The four members of the fourth cohort of Center for University Education Scholarship fellows are setting their sights on addressing topics including bilingual journalism, climate change, augmented clinical simulations and Indigenous language preservation.

CUES Distinguished Fellowships support faculty scholarship and innovation in university education. Guadalupe Lozano, CUES director, says the program is a key resource for both faculty and the University.

Fellows are chosen by a multidisciplinary review committee and receive as much as $20,000 per year for up to three years for their projects. All of this year's projects are being funded for three years.

"The fellowship program is the primary mechanism we have to enhance the learning experience at the University of Arizona and beyond by funding projects that center on scholarship and innovation in teaching learning and assessment," Lozano says. "Funding fellows at the level we do through private funds is rare. We're a gem in that sense."

CUES was founded in 2016 with a $3 million gift from a donor who asked to remain anonymous. The center's mission is to strengthen the practice of scholarship and innovation in university teaching and learning.

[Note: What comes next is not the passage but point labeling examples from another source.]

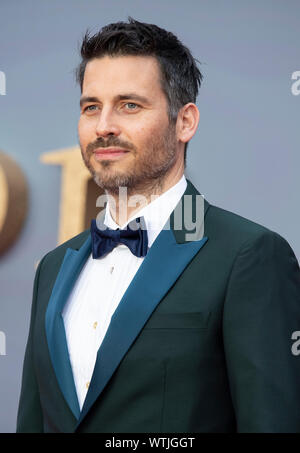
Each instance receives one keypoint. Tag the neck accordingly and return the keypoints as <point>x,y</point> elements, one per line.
<point>128,202</point>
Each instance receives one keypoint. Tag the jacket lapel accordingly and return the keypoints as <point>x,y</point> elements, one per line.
<point>54,324</point>
<point>168,257</point>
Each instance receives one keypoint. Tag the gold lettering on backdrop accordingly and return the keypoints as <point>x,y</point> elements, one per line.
<point>78,192</point>
<point>13,201</point>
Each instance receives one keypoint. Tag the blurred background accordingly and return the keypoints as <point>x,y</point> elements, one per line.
<point>244,158</point>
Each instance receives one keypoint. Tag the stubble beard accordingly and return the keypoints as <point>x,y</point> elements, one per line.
<point>146,175</point>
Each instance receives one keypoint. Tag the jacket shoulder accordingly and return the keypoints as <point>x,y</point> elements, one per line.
<point>232,229</point>
<point>58,253</point>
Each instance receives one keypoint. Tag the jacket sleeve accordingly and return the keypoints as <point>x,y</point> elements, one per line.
<point>261,313</point>
<point>30,417</point>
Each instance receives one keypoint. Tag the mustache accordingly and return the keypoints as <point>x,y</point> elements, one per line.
<point>111,141</point>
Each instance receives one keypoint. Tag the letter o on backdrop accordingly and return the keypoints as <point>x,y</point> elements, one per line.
<point>13,201</point>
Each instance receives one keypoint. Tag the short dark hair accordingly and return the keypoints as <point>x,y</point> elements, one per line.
<point>180,76</point>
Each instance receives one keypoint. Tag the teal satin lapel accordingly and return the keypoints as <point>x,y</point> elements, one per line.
<point>72,264</point>
<point>163,264</point>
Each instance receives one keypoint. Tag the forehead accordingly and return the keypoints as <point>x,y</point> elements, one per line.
<point>119,73</point>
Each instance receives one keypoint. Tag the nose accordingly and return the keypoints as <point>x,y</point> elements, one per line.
<point>107,124</point>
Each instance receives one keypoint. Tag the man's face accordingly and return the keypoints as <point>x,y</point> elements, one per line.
<point>124,131</point>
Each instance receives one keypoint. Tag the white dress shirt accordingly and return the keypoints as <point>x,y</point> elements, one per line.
<point>101,285</point>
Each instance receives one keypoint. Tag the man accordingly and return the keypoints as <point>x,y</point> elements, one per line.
<point>163,329</point>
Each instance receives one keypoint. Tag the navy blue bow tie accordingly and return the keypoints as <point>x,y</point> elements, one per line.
<point>135,236</point>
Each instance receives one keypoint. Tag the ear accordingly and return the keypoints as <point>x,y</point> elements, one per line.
<point>187,122</point>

Read more about the fellows and their projects below.

Aresta Tsosie-Paddock, assistant professor of American Indian studies, was awarded a fellowship for "Shifting Pedagogies for Learning the Navajo Language: Applying a Mentor-Apprentice Paradigm through Technology," a project that pairs students taking a beginner's course in Navajo with fluent Navajo speakers through Zoom in hopes of increasing Navajo language proficiency and cultural knowledge.

"The Navajo language is seeing a decline in speakers, as are many other Indigenous languages," Tsosie-Paddock says. "I am just one of many working to undo language loss as a result of assimilation ideologies and policies, as well as English immersion."

Tsosie-Paddock says the fluent Navajo speakers will also be able to educate students about how the language is connected to culture and traditions, touching on significant places, plants, creation stories and ceremonies.

Jonathan Bean, assistant professor of architecture, was awarded a fellowship for a project titled "Climate Heroes: Transforming the Built Environment."

"When people talk about what they've done for the environment, they'll often tell you about their new hybrid car or shifting to a plant-based diet," Bean says. "These things are great, but the big problem is the buildings we're sitting in, and too often they're not even on the radar."

Bean's project aims to address that problem by introducing architecture students to early-career architecture professionals, and by using platforms ranging from peer-reviewed papers to Instagram videos to share information on the key role the built environment will play in responding to the climate crisis. The project will begin as part of an existing architecture course this fall, with hopes to create an interdisciplinary course the following year and a general education course in year three.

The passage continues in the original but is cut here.